In an alternative embodiment, porous sample holder 10 may be mounted on backing 15 with a mesh and/or linear fibers. FIG. 6 illustrates an embodiment wherein porous sample holder 10 is mounted with a mesh 37. Mesh 37 may be applied across at least a portion of porous sample holder 10 and secured to electrophoresis gel sample loader 5 by any suitable method such as using glue, tacks, staples, and the like. The secured mesh 37 provides sufficient force to porous sample holder 10 to substantially hold porous sample holder 10 in place on backing 15. Mesh 37 may have a suitable porosity to allow loading of the sample through mesh 37. Mesh 37 may be applied to substantially all or a portion of porous sample holder 10. In alternative embodiments (not illustrated), solid strips may be used to secure porous sample holder 10 to backing 15. The strips may comprise any suitable material for use in gel electrophoresis such as, without limitation, plastic, cloth, and the like.
FIG. 7 illustrates an embodiment in which electrophoresis gel sample loader 5 comprises barrier plates 100. Barrier plates 100 may comprise any substantially rigid material.
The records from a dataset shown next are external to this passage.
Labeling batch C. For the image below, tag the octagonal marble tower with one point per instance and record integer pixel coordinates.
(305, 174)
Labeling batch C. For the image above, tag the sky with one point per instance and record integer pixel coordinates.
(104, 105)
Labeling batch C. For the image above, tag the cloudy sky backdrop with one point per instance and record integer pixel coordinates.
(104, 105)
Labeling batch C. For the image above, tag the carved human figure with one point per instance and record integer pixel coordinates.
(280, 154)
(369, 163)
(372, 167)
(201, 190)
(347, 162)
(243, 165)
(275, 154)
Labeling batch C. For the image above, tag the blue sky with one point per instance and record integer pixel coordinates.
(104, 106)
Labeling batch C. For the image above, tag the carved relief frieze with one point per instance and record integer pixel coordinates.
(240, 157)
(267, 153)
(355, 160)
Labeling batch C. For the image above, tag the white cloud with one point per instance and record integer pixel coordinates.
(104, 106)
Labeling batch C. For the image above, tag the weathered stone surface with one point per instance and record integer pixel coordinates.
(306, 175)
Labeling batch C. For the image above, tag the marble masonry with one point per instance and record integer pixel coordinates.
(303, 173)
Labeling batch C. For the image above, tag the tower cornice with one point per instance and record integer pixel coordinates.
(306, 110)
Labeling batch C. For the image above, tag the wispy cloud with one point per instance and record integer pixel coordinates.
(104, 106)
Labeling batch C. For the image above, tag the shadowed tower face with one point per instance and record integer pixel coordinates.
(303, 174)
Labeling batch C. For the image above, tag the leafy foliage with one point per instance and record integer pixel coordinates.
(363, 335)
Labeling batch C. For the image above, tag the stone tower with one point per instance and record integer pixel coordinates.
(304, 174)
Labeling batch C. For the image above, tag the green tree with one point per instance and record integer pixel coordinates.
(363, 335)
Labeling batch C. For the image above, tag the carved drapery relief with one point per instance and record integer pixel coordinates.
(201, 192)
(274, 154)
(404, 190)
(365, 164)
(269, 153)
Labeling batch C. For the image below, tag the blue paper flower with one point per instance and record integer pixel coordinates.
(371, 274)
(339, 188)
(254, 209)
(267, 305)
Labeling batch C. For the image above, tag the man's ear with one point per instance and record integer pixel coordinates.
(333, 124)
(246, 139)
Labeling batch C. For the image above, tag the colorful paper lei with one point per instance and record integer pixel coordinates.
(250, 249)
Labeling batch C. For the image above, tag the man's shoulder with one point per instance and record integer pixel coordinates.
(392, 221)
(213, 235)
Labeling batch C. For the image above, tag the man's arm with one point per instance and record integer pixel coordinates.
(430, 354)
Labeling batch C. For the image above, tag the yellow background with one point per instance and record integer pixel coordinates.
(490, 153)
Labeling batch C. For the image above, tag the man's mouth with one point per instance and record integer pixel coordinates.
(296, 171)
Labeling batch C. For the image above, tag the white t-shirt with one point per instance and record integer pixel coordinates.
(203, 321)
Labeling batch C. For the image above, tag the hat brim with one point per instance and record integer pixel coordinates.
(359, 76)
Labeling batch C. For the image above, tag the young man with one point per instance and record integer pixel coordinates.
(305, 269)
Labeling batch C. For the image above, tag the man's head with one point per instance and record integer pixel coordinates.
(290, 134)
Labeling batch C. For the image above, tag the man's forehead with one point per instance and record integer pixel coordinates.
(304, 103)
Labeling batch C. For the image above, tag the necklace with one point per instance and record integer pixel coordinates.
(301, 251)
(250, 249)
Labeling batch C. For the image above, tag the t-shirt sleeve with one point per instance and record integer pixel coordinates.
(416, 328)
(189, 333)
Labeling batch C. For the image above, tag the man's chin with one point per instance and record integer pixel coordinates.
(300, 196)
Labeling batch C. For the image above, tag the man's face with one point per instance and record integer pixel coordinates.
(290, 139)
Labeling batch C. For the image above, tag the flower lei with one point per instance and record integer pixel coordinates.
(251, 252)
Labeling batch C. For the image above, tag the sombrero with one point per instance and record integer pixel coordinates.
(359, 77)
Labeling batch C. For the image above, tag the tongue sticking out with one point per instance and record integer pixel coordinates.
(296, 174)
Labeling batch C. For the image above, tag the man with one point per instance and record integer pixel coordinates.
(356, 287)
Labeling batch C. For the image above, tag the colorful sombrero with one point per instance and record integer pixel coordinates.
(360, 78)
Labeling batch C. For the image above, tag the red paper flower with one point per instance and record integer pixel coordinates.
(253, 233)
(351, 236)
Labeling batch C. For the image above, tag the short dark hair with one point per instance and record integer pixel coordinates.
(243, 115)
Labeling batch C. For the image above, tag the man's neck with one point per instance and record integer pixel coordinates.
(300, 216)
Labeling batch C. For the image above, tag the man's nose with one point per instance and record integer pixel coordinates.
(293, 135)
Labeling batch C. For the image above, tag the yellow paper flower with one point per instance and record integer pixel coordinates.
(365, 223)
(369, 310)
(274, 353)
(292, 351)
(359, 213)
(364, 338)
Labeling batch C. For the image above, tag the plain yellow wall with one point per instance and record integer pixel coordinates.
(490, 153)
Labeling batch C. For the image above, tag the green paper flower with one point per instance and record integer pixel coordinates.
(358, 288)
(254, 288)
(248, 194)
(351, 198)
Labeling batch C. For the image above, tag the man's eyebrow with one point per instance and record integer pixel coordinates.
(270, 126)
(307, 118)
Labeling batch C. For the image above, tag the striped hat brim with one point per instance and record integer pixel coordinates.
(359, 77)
Without limitation, examples of suitable materials include plastic, glass, and the like. In an embodiment, barrier plates 100 comprise substantially rigid plastic. Without being limited by theory, barrier plates 100 may reduce lateral diffusion/migration of sample from porous sample holders 10. Further, without being limited by theory, barrier plates 100 may provide physical support to porous sample holders 10. Barrier plates 100 may be secured to backing 15 by any suitable methods such as by glue, tape, and the like. In alternative embodiments (not illustrated), electrophoresis gel sample loader 5 does not have barrier plates 100 lateral to each side 23 of a porous sample holder 10 but instead has at least one porous sample holder 10 that does not have a barrier plate 100 lateral to at least one side 23. In some embodiments, at least one of the porous sample holders 10 is loaded with an ionic material.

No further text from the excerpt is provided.